# Der Hobbit: Eine unerwartete Reise - über eine Millionen Zuschauer in Deutschland



## PCGH-Redaktion (17. Dezember 2012)

Jetzt ist Ihre Meinung gefragt zu *Der Hobbit: Eine unerwartete Reise - über eine Millionen Zuschauer in Deutschland*

					Am Donnerstag ging der Film "Der Hobbit: Eine unerwartete Reise" an den Start. Nicht nur in Deutschland, sondern auch in den USA startete der Film furios - in Deutschland lockte er mehr als eine Million Zuschauer an. In den USA legte der Film den erfolgreichsten Start eines Films im Dezember hin.

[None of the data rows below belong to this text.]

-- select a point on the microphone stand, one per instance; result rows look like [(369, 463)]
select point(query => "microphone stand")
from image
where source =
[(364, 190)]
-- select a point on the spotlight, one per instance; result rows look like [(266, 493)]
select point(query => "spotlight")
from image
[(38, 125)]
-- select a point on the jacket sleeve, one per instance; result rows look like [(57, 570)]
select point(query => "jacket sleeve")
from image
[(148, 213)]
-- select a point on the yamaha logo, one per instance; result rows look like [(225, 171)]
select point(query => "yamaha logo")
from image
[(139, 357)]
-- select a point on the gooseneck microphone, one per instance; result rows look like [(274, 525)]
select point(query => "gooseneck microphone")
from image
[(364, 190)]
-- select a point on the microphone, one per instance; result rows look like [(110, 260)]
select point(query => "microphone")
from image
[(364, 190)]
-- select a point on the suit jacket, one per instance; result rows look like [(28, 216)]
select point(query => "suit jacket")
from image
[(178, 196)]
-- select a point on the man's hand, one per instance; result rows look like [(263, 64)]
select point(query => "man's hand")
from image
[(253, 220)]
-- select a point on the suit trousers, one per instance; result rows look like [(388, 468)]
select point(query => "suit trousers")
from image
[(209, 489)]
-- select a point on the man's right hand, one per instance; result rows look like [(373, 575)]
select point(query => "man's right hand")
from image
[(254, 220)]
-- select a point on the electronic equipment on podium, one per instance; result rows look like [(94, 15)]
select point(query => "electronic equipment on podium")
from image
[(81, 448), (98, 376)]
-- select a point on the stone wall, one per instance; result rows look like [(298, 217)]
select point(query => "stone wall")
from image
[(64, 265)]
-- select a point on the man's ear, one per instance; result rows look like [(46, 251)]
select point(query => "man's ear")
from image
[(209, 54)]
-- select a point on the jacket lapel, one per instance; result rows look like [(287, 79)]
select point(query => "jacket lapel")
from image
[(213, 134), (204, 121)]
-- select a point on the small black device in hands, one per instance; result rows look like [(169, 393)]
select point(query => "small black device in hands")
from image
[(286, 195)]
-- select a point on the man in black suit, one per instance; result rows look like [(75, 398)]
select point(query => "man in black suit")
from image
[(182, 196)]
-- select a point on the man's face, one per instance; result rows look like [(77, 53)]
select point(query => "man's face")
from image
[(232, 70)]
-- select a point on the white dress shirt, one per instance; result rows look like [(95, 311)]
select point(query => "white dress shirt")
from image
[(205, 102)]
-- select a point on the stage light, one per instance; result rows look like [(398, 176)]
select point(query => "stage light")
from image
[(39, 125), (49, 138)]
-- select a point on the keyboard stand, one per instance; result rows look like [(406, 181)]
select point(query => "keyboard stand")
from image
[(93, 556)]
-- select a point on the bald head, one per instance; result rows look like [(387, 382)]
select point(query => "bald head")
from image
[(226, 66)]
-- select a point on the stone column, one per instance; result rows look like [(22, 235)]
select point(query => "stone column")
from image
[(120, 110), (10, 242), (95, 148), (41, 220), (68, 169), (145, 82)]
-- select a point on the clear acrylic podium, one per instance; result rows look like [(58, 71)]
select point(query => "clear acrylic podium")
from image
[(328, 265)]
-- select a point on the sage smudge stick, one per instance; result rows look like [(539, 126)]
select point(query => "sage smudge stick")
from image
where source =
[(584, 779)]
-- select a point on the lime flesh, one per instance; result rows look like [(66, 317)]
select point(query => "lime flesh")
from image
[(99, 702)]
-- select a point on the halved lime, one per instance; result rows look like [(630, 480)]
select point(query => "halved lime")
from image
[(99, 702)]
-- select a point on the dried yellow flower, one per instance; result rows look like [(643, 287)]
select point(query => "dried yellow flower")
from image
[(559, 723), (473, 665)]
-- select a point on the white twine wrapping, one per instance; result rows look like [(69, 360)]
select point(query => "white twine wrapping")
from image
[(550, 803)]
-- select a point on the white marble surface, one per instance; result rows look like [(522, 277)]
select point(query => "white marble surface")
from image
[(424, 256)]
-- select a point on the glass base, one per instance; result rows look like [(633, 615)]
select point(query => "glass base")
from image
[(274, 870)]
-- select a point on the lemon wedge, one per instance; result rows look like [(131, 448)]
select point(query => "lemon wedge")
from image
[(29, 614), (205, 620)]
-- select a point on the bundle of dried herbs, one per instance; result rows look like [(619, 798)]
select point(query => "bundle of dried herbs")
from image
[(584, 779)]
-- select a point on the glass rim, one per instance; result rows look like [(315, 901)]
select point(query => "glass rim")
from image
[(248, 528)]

					[size=-2]Bitte beachten Sie: Der Kommentarbereich wird gemäß der Forenregeln moderiert. Allgemeine Fragen und Kritik zu Online-Artikeln von PC Games Hardware sind im Feedback-Unterforum zu veröffentlichen und NICHT im Kommentarthread zu einer News. Dort werden sie ohne Nachfragen entfernt. Sollten Sie Fehler in einer News finden, schicken Sie diese bitte an online@pcgameshardware.de mit einem aussagekräftigen Betreff.[/size]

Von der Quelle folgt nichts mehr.